The enduring popularity of Oscar Wilde’s classic comedy of manners is both a pleasure and a pitfall: its quotes and quips have become part of our language, its characters endlessly reinterpreted or recalled, on stage, television and film.

Director Leigh Ward’s production concentrates on the satire underlying the camp nonsense with two emphatically determined young women who hurl away the idea of prissy innocents with both hands.

Kitty Fox Davis is superb as a Gwendolen far more brazenly seductive than usual, matched by the resourceful Cecily of Bryony Cook.

Echoes of Edith Evans ring through the commanding presence of Patti Griffiths, whose volte face confronted with the possibility of a fortune is just delicious.

Steven Adams as Moncrieff, beautifully dressed and sufficiently suave, impersonates our Oscar with some of the best lines in the play; although both Ernests relax as the story unfolds, Myles Locke retains a perfect, slightly stiff naivete.

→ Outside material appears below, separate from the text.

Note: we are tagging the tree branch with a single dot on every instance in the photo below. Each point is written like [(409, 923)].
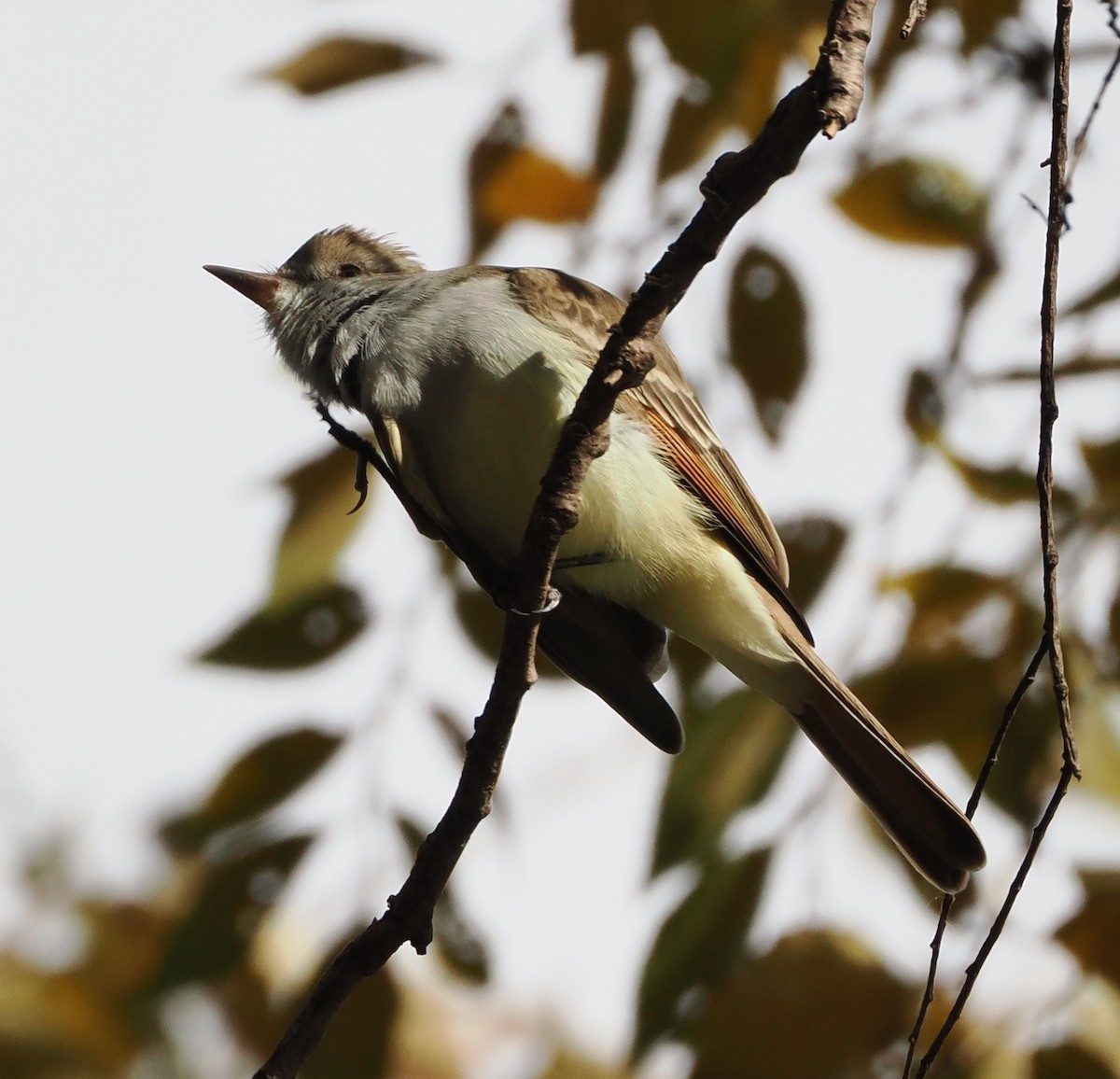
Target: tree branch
[(826, 102), (1051, 644)]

Caroline Lambe’s pursuit of Gerry Wicks is completely hilarious, both actors playing up to the absurdity of an old maid’s requited passion for an unappealing clergyman for all it's worth.

Manservant Lane didn’t have many lines, but Neil Drew made every single one count.

The Importance Of Being Earnest, with the same cast, also runs from July 21 to July 24 at Brighton Open Air Theatre​ in Dyke Road Park.